Une analyse sans doute trop timorée
Le livre, néanmoins, ne va pas au bout de l’analyse car sans doute trop retenu, et voire timoré. Il n’interroge pas, par exemple, assez les implications structurelles des transformations régionales (Iran, normalisation israélo-arabe, rôle des États-Unis) ni la nature profondément asymétrique du conflit. De ce point de vue, il reste davantage un outil de sensibilisation critique et un témoignage intellectuel qu’une synthèse scientifique exhaustive. Dans un moment très chargé d’émotion et d’enjeux, remettre le dialogue en priorité, refuser le silence, proposer une lecture plurielle en écartant les simplifications est de bon augure. L’auteur cherche à comprendre non pas “qui a raison / qui a tort”, mais “comment on en est arrivé là, quelles sont les conséquences, quels obstacles réels existent au changement”. C’est un ouvrage qui, bien qu’imparfait, contribue à l’espace public : il incite à penser, à ne pas se contenter des slogans, à regarder les réalités du terrain — les souffrances des civils, les dilemmes moraux, les questions de responsabilité. Pour ceux qui veulent s’informer en profondeur, qui cherchent une entrée sérieuse dans ces débats, ce livre fonctionne très bien. Entre constat désespéré et appel à une reconstruction politique et morale, ce livre s’impose comme une tentative courageuse de rouvrir l’espace du dialogue, à un moment où il paraît presque impossible. Le livre permet au lecteur de confronter des récits croisés de terrain, des analyses militaires, politiques, diplomatiques et sociétales.
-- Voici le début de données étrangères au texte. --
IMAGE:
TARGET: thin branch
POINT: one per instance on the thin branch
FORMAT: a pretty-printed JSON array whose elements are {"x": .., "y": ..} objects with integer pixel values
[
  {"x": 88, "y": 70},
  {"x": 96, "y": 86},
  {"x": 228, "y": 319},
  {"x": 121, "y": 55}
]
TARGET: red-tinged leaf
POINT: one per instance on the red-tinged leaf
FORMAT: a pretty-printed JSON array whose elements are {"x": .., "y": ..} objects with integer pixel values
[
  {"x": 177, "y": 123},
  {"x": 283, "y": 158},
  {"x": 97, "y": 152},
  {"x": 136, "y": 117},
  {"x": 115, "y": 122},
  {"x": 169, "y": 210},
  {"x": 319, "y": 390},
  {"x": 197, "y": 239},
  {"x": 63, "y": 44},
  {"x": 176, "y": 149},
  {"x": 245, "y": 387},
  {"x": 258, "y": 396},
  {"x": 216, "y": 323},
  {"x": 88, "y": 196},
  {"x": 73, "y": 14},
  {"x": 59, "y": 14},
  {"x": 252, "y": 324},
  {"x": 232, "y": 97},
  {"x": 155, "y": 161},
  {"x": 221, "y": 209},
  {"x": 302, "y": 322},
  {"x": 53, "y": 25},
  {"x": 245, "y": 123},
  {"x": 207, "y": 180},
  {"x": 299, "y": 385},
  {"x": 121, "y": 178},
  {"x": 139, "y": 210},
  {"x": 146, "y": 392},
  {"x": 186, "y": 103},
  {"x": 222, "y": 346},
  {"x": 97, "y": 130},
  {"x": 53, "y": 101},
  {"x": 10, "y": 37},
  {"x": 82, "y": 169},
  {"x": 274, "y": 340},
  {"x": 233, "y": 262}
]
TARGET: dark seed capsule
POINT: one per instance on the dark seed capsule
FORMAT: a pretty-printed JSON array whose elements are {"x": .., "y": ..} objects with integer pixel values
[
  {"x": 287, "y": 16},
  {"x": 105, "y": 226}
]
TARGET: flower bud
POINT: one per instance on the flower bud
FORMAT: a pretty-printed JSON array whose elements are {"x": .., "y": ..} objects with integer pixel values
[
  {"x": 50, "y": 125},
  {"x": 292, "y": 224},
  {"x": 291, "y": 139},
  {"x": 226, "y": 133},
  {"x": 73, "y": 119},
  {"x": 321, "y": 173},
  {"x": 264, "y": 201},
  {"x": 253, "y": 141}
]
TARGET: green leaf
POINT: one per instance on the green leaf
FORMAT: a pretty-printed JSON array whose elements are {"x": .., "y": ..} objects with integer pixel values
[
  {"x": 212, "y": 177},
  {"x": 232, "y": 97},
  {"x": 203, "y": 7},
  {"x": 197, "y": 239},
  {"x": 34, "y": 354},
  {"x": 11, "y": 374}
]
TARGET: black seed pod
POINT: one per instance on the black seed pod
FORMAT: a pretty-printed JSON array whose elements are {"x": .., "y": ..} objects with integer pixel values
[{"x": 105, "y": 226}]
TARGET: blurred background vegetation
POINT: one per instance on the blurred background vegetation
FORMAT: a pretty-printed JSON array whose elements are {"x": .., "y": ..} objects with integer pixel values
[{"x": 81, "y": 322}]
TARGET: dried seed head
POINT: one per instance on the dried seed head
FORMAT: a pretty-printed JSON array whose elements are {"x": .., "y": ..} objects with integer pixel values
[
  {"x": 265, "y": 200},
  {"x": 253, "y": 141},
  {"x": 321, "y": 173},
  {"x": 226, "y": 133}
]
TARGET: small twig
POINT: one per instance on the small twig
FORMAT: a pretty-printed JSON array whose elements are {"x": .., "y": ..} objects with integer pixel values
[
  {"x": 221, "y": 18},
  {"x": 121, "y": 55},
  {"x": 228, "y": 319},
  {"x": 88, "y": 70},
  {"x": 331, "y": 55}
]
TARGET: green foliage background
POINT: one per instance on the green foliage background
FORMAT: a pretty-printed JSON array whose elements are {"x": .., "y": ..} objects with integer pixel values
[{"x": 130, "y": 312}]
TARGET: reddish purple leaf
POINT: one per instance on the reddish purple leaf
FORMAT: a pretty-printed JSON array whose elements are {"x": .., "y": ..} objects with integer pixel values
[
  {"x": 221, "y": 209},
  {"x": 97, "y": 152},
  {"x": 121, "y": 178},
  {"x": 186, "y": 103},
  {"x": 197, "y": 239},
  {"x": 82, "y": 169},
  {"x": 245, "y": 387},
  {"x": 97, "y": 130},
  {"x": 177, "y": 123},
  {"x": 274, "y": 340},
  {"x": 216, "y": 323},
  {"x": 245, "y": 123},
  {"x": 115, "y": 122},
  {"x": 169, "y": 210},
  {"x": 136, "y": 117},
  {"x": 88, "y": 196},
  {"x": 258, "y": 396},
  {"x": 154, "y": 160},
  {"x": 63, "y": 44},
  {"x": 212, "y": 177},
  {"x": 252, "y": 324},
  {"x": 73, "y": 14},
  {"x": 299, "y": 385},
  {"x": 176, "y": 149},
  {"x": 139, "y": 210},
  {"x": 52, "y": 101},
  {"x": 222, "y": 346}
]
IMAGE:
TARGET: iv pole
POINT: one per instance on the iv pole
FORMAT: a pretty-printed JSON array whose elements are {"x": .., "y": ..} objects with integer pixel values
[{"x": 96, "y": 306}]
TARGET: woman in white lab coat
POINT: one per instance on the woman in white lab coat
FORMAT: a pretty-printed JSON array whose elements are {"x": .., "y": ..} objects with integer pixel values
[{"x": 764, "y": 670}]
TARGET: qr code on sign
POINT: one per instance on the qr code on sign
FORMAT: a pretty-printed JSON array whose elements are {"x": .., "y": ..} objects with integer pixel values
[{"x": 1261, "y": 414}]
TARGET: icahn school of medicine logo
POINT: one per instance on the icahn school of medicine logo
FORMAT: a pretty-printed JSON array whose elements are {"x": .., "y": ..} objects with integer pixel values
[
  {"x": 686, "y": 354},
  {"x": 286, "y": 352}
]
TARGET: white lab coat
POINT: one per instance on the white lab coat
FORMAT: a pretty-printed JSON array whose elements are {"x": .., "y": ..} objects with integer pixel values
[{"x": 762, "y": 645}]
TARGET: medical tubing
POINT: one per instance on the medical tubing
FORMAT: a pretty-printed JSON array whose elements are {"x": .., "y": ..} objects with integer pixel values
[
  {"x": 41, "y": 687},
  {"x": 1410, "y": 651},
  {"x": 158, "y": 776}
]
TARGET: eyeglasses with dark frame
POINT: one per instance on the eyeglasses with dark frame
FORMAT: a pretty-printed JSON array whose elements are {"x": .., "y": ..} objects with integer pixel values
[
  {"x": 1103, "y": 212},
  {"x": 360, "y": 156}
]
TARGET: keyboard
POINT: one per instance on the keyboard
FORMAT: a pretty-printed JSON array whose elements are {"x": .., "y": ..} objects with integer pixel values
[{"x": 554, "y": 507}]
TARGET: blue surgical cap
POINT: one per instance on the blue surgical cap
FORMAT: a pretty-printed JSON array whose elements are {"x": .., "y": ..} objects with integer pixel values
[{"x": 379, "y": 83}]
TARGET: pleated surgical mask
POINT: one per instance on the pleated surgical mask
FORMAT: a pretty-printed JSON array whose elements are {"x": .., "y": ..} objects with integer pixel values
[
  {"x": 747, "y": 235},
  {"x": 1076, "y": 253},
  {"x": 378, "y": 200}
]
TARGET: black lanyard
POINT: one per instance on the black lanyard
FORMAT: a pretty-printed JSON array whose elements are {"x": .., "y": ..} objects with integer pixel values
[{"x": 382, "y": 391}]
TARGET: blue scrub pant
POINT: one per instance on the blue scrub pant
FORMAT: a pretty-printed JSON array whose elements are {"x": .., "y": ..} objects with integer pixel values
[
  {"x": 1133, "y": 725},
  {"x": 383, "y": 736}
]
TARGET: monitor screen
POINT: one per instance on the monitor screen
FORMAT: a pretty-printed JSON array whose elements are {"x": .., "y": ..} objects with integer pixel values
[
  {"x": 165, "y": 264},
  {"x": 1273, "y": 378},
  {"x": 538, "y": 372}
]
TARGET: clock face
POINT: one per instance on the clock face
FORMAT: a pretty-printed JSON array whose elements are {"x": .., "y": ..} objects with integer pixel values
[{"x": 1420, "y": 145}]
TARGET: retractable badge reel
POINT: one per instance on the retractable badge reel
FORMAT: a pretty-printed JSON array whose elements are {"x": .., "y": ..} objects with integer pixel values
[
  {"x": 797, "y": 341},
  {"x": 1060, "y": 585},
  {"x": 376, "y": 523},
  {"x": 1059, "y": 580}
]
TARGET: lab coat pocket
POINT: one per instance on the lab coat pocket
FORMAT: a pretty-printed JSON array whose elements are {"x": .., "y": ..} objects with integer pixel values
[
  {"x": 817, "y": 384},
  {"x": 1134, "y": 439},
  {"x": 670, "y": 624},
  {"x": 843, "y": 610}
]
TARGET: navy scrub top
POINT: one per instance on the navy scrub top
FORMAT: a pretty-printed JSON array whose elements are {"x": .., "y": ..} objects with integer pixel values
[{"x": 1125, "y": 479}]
Au terme de la lecture on a le sentiment, bien évidemment, que le livre de David Khalfa ne résout pas les contradictions qu’il met en lumière, mais il assume une fonction essentielle : maintenir un espace de dialogue et de complexité dans un moment où les logiques de haine et de simplification dominent. Il s’agit, je le pense, d’un document à verser dans l’histoire de cette longue marche oscillant entre la résistance intellectuelle et la fermeture du débat sur ce conflit. L’histoire est en train de s’écrire. Les suites du 7 octobre 2023, l’attaque du Hamas au petit matin contre Israël suivie d’une riposte militaire dévastatrice dans la Bande de Gaza est encore incertaine. C’est le moment du désastre absolu pour l’État hébreu et pour la possibilité d’une reconstruction. L’auteur insiste sur la nécessité de sortir d’une logique de confrontation victimaire et de refus du narratif de l’autre.
Un livre "équilibré" dans un espace qui ne l’est pas
Ce livre « équilibré » n’est pas la garantie absolue de fédérer des points de vue unanimes entre manque de vive dénonciation pour les uns, et au contraire certains aspects sont minorés. La distanciation nécessaire pour juger rationnellement est un facteur humain, émotionnel qui risque d’emporter l’auteur et les lecteurs sur des terrains « minés par avance ». Il est difficile d’avoir une parole sereine et bien posée. L’ouvrage collectif nous permet d’entrer dans des débats complexes dans l’approche du conflit israélo-palestinien, et dans le désastre de ce jour dont on se souvient comme « le 7 octobre » comme se souvient du « 11 Septembre ». L’ouvrage engage à l’introspection et à la réflexion. Tout le monde sait à quoi on fait référence… On a besoin aujourd’hui d’un livre pour comprendre les raisons de cette montée de violence, ce qui a amené ce cataclysme, et surtout pour sortir de l’impasse et garder l’espoir.